I agree get a 220V MIG. For a home mechanic that wants a welder that will do anything you need it to do, I'd specifically suggest as a bare minimum one of the following...Hobart Handler 190, Lincoln Powermig 180c, or Millermatic 180. Hobart will be the cheapest of the bunch (it's Miller's discount line) but it still gets very good reviews. Biggest difference is the stepped voltages on the Hobart (7 choices), vs infinite voltage on the Lincoln & Miller. But that won't matter much because 7 choices are pretty good...better than many cheaper ones that only offer 4. Millermatic will be the most expensive probably, but it has this a slick "Autoset" feature that takes much of the learning curve away of setting voltage & wire speed and reportedly works pretty well (I haven't personally tried one). Might be worth the little extra cash.

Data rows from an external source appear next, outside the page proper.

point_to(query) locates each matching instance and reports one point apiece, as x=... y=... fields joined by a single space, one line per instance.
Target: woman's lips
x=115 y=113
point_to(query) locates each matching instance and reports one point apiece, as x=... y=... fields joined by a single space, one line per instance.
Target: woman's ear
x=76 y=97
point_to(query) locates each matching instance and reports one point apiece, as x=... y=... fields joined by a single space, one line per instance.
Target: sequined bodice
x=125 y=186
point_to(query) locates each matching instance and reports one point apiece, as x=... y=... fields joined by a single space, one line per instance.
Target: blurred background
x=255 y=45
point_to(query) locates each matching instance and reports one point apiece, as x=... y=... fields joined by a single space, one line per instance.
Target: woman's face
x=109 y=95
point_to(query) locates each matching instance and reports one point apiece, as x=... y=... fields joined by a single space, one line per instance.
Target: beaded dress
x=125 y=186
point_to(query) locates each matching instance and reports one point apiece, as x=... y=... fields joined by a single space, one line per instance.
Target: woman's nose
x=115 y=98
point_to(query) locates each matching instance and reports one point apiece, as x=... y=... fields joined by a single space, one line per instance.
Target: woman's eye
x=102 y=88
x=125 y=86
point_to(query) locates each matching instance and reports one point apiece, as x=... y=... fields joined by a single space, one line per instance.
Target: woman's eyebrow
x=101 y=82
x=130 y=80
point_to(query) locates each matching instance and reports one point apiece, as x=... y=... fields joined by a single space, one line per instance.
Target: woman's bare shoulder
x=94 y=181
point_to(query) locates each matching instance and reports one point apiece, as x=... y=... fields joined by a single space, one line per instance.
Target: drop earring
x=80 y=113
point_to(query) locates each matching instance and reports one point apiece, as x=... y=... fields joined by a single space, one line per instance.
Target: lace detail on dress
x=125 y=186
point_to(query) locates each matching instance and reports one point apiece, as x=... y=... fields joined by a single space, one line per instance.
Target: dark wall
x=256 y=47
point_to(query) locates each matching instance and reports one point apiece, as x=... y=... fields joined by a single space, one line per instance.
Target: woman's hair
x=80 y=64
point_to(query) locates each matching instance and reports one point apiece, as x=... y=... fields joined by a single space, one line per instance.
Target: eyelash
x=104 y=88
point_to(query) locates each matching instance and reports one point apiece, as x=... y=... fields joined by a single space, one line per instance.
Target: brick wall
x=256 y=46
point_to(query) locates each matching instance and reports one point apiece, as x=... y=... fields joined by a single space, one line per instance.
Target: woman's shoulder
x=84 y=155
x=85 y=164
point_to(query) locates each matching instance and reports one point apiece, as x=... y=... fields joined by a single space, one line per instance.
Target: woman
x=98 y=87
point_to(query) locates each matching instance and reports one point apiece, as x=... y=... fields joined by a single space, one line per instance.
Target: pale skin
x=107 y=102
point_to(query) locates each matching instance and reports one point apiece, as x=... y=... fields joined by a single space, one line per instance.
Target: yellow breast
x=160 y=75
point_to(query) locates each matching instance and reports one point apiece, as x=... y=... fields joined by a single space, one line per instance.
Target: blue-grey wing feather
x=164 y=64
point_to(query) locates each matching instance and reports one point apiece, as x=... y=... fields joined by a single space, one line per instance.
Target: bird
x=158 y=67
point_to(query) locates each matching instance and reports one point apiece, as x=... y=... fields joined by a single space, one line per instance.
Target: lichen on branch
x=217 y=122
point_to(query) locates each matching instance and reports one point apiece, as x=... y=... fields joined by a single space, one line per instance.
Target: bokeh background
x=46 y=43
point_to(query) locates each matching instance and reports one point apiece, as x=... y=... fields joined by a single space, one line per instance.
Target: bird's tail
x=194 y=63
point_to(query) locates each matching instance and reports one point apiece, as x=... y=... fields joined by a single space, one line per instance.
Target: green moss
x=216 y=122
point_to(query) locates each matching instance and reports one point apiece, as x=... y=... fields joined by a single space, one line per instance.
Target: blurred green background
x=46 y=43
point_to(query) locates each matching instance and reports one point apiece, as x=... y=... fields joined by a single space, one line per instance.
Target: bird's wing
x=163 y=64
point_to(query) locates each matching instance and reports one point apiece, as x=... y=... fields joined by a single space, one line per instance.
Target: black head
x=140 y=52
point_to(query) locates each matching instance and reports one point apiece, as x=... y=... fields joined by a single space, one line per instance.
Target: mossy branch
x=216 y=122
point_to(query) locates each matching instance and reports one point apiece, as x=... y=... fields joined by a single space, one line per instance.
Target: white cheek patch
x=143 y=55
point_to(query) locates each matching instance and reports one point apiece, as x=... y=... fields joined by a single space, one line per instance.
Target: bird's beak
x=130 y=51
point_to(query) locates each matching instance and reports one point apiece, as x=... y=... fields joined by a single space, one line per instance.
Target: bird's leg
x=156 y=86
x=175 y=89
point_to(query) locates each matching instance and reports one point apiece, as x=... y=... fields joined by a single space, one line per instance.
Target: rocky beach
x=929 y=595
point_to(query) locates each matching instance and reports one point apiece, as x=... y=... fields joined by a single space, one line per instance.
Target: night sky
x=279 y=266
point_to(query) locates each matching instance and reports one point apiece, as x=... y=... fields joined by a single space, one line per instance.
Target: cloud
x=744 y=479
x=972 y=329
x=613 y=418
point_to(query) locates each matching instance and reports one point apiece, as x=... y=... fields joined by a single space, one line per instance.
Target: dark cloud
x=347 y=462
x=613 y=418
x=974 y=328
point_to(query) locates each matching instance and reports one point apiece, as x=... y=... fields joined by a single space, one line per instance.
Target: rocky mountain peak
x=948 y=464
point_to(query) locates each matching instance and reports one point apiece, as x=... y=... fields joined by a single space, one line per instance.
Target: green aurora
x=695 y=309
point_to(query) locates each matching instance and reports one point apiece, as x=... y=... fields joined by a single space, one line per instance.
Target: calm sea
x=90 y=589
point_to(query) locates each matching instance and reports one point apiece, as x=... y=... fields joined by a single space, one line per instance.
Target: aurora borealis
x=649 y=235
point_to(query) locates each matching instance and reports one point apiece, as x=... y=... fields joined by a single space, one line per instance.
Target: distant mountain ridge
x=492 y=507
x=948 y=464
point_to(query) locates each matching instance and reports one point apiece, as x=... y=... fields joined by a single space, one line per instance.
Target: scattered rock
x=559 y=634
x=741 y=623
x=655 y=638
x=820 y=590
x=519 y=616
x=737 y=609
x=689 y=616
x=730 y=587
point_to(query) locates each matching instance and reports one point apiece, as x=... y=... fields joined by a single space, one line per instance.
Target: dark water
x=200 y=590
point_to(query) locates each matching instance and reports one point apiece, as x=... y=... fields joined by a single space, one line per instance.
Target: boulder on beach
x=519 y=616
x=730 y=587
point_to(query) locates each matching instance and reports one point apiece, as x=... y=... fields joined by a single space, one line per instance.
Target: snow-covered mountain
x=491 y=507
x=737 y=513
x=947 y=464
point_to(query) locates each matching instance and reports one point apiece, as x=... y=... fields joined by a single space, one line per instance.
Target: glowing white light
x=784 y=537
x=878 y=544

I feel all of those will work well and you can get one new for about $700-1,000ish in the US...not sure about where you're at. I consider those models a minimum and I would not suggest anyone ever go any smaller/cheaper than those. None will include a gas bottle so you'll need to add that cost. And then for your first welding project, you buy some angle iron and build yourself a welding cart out of it to hold your new welder, bottle, and tools. That welding cart will be your welding 101 class...it's a great way to learn and a non-critical part you can do screwed up welds on and not really hurt anything.
I feel you should entirely avoid the 110V units (the link Neil provided above is a 110). I admit they can often work well, but most are VERY easy to exceed duty cycle if you do anything beyond thin sheetmetal, and therefore they'll usually live a short life before burning up a circuit board or something and costing you substantially more in the long run. Do NOT fall into the Harbor Freight trap for a welder. Junk. My other STRONG suggestion is to invest in a decent quality auto-darkening helmet. It makes life soooooo much nicer, will shorten your learning curve, and as a small side benefit it might prevent you from actually going blind. By the time you add all that up (welder, bottle, helmet, some material) I don't see you getting what you probably need for much less than about $1500(new)...but it will be very much a worthwhile expense.